Star Rating:

Girlhood

Director: Celine Sciamma

Actors: Assa Sylla, Karidja Toura, Lindsay Karamoh, Marietou Toura

Release Date: Friday 8th May 2015

Genre(s): Drama

Running time: 113 minutes

I love it when movies do this, when the director takes time out and has a character listen to a song in its entirety. At one point in writer-director Céline Sciamma’s (Water Lillies, Tomboy) Girlhood, in a nothing bedroom scene, a girl puts on Rihanna’s Diamonds. She starts to dance. She’s joined by a friend, then another. A fourth watches from the bed, just enjoying seeing her three best buddies enjoy themselves. The whole four minutes is used too. I’m no fan of Rihanna or the song but everything just clicks for one perfect moment. Music, when used right, can say so much more than action or dialogue.

But this is no standout moment – Sciamma dots Girlhood with terrific scenes like this.

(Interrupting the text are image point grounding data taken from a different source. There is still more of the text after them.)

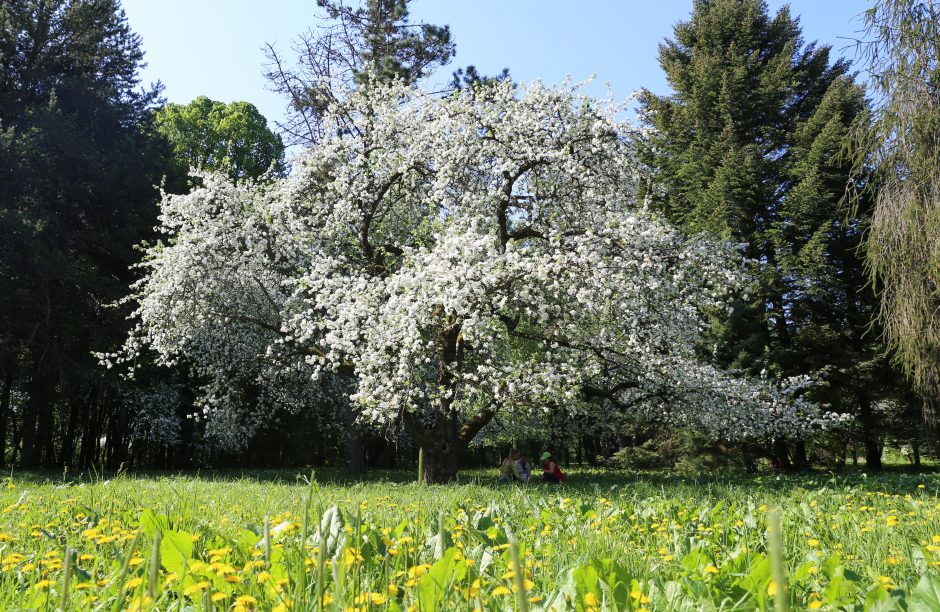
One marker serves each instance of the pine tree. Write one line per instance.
(79, 161)
(749, 148)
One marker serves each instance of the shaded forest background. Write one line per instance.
(754, 146)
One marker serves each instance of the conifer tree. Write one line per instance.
(748, 148)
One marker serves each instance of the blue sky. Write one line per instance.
(214, 47)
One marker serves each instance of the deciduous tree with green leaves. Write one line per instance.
(231, 138)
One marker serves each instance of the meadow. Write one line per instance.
(630, 541)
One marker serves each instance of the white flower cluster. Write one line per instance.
(481, 251)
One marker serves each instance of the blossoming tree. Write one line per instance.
(455, 258)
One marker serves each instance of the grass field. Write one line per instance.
(602, 541)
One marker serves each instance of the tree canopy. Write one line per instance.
(437, 251)
(79, 162)
(898, 159)
(749, 148)
(232, 138)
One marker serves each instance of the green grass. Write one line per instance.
(603, 541)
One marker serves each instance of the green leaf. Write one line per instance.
(432, 587)
(176, 549)
(151, 523)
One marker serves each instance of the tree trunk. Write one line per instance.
(800, 460)
(355, 447)
(445, 442)
(5, 395)
(780, 456)
(41, 393)
(870, 435)
(68, 441)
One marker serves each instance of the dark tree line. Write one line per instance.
(751, 146)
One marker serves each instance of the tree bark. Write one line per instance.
(445, 442)
(68, 441)
(780, 456)
(5, 395)
(800, 460)
(355, 448)
(42, 387)
(870, 438)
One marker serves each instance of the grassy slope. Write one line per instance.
(658, 541)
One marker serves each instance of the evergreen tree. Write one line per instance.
(79, 160)
(749, 148)
(899, 159)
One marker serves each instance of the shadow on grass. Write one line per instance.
(892, 480)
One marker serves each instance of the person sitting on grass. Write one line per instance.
(509, 470)
(550, 470)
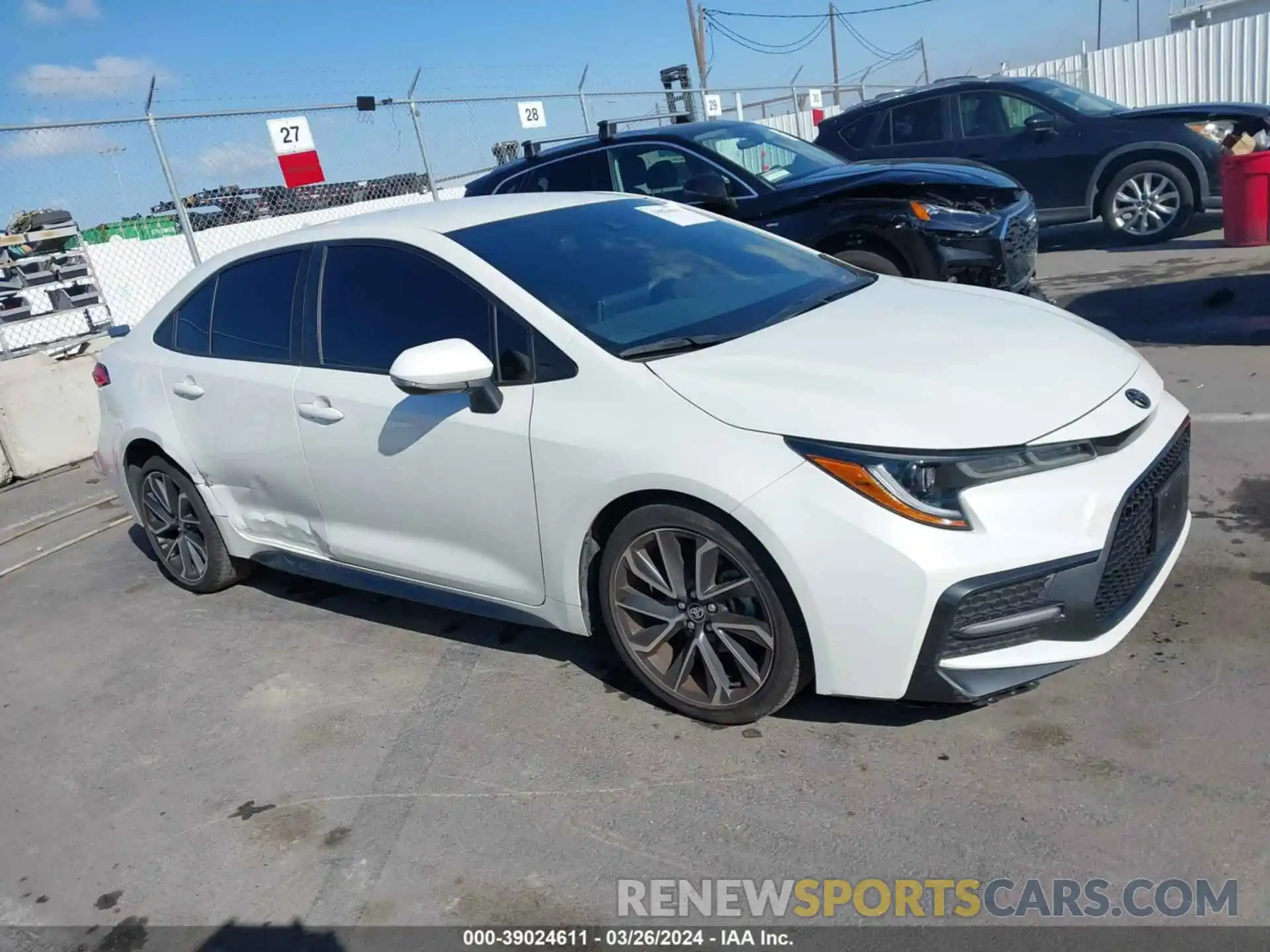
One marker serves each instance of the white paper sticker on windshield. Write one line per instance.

The opening sequence has teenager Marieme (Karidja Touré) and friends return from football practice to their rundown estate; giddy and nattering, there’s a distinct change in tone as they approach boys who loom out of the shadows. The conversation stops. As they split up to go to their various blocks, Marieme is left alone to navigate the dangerous alleys. What a spine- tingling scene.

At home, with her mother at work, she does what she can to protect her younger sisters from her bully of a brother. Refused graduation to high school because of bad grades, Marieme falls in with some bad girls, headed up by the feisty Lady (Sylla), and embarks on crusade of bullying, theft, and drugs.

But Marieme feels a sense of place with her new friends. Being a girl, black, from a rough neighbourhood, and into things girls aren’t supposed to (she plays American football, likes Fifa on the PS), it’s only in this tight friendship that she finally experiences what it’s like to be who she wants to be. Along the way Sciamma burrows under the skin of her heroine, showing what it can be to be a girl - the everyday fear and casual threats they experience; one scene sees a boy gets aggressive when a girl doesn’t say thanks when he says she’s pretty. It’s wonderful at times with Karidja Touré in a star-making turn.

Girlhood doesn’t have it all its own way, however. The gang, with their jackets and flick- knives, are a bit Rebel Without A Cause - You’re a square, daddio! – and for the last half hour the story falls off a cliff, rummaging about for a suitable ending and failing to find one.

But when it’s good Girlhood is beautiful. Like diamonds in the sky.